Dans une conférence de presse au Retaj, les vice-présidents Moustoidrane Abdou et Abdallah Said Sarouma alias Chabhane ont condamné vivement les propos de leur collègue Djaffar Ahmed Said Hassane. L’un qualifie la déclaration de ce dernier « d’anormale » et l’autre « d’irresponsable ».

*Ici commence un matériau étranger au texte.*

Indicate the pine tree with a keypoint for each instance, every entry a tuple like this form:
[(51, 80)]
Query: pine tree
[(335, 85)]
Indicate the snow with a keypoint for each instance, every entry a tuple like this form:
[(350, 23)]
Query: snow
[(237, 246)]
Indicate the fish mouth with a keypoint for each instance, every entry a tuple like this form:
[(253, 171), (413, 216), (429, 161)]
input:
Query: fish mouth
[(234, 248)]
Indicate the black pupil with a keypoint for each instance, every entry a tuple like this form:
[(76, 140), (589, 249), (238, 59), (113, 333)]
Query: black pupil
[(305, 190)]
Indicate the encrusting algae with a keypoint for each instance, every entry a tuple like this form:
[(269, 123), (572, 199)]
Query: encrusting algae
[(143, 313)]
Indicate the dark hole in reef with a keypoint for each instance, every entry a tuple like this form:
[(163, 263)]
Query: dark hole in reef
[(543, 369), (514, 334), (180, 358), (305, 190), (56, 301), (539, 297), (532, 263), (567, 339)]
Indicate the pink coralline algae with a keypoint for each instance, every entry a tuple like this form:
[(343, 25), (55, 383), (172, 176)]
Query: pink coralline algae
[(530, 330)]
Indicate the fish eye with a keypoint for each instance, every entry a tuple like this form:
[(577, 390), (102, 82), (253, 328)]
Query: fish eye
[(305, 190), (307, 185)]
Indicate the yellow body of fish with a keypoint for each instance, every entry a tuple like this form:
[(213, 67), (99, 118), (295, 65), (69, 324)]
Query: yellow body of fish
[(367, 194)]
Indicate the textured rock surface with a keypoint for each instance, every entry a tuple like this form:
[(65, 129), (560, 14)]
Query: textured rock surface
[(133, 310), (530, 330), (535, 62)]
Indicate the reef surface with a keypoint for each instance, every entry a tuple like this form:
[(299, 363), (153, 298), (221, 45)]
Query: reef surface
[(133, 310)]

« Djaffar ne danse pas du bon pied », a lancé d’emblée Abdallah Said Sarouma. Le vice-président de Mohéli s’est exprimé hier suite à la décision de son collègue de Ngazidja, Djaffar Said Hassane, de se désolidariser du gouvernement, dénonçant des réformes anticonstitutionnelles engagées par le président Azali. Pour Sarouma, Djaffar Said Hassane, par son geste, a trahi le régime et n'aurait pas dû s'exprimer ainsi. Sur les rumeurs d’un possible remaniement, Abdallah S. Sarouma dément et assure qu’aucune décision ne sera prise contre Djaffar.

 

« Il assistera aux conseils de ministres mais ne sera pas associé aux prises de décision ». Se considérant comme un des membres fondateurs de la Crc, M. Sarouma avoue que jamais il n'agirait de la sorte, sous entendu s'opposer à son clan. « Si aujourd’hui, Djaffar a pris une telle décision, c’est peut-être parce qu’il n’appartient pas à cette famille politique qu’est la Crc », dira Abdallah Said Sarouma.

 

Moustadrane Abdou, vice-président d'Anjouan, quant à lui, dit condamner avec fermeté les propos et l’attitude de son collègue vice-président. Un communiqué gouvernemental est prévu à l'entendre pour dénoncer cette « mauvaise » attitude et cette « irresponsabilité politique». « Si vous observez toutes nos apparitions publiques, Djaffar a toujours été au-devant de la scène à côté du président de la République. Il devrait être l’exemple de nous trois car il est le premier vice-président », s'emporte Moustoidrane Abdou qui dit ne pas comprendre comment « un joueur peut jouer contre sa propre équipe ? ».

 

« Djaffar a choisi sa famille politique », lâche Moustoidirane. A entendre les différents intervenants, le gouvernement ignore l’origine de cette décision, le vice-président Djaffar n'ayant jamais été écarté dans les décisions au sommet de l’Etat. Abdallah Said Sarouma précise que Djaffar A. S. Hassane reste vice-président. « Il y a des lois. Et jusqu’à preuve du contraire, il reste vice-président mais il ne joue pas dans la même cour que les autres autorités au pouvoir. Nous ne pouvons pas être avec lui car nous n’incarnons pas la même politique, la même vision que lui. Reste à savoir comment il va faire ou comment nous allons faire pour nous remettre ensemble. Seule la Constitution peut trancher si Djaffar A. S. Hassane demeure vice-président ou pas », a conclu Sarouma.